Her gaze settled on the empty spot that should have held the right femur bone of the female. “We bagged everything in that cave.”

Dr. Heller, her athletic frame now swallowed by a green gown, nodded as she linked gloved fingers together. “I don’t see signs of trauma on the adjoining bones. No saw or ax marks to suggest that the killer dismembered the body. But there are small gnaw marks at the end of the femur. My guess is an animal burrowed in from some small crevice in the cave and chewed on the body.”

Georgia grimaced, trying not to picture a wild animal defiling the remains of Bethany Reed. “Do you know how she died?”

“It’s as I expected. She was stabbed.” She lifted a rib bone that would have rested near the heart. “See the slash mark here? That’s a knife mark.

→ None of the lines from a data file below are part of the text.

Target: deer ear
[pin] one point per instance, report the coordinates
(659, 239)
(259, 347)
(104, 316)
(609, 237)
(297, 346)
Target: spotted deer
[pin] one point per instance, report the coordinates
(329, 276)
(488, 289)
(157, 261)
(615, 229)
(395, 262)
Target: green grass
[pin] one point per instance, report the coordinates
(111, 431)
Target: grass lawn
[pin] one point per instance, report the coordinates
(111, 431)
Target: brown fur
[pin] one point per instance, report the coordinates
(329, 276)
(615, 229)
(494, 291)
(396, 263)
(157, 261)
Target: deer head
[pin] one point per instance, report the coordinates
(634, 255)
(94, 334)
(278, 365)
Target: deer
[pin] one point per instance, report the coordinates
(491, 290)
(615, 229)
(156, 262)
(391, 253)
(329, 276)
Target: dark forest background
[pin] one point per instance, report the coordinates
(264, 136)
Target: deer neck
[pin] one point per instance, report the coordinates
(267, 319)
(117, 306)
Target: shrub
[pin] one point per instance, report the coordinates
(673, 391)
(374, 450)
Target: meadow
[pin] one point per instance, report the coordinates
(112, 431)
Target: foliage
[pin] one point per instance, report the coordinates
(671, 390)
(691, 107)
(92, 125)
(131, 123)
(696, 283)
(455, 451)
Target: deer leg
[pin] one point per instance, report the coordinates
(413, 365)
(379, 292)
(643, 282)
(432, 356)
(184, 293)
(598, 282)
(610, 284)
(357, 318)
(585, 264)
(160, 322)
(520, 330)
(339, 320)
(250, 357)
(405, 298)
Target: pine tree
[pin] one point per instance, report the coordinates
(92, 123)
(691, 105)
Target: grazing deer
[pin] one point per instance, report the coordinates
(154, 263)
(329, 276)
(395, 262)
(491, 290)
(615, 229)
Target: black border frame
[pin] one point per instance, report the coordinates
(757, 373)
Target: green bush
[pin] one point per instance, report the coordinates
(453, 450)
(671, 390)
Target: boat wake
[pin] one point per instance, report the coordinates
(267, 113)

Someone drove a knife from above her into her chest.”

“That someone would likely be taller,” Georgia said. “Like Mike.”

“Sure, but that’s assuming she was standing when she was stabbed.” Dr. Heller shrugged. “She was also struck very hard on the back right scapula and the back of her skull. The blows would not have been enough to kill her, but would have knocked her to her knees.” She raised the triangular-shaped scapula bone and pointed to weblike fractures.

“She fell to her knees first,” Georgia said as she tried to visualize the last moments of Bethany’s life.

“Maybe,” Dr. Heller replied. “It would have been an incredibly painful blow.”

“What was she hit with?” Deke asked.

“Hard to say exactly.” She pointed to the center of the fractures. “The contact area is tight and circular. Perhaps a hammer or a palm-sized rock.”

“And then the killer moved in front of her and drove a knife in her chest,” Georgia said.

“That would be my guess,” Dr. Heller said. “We’ve photographed the bones and have examined them, and I won’t need to hold onto them much longer. Mrs. Reed and Mr. Marlowe are anxious to take custody of the remains so that they can hold funeral services.”

“When will you release the bones?” Deke asked.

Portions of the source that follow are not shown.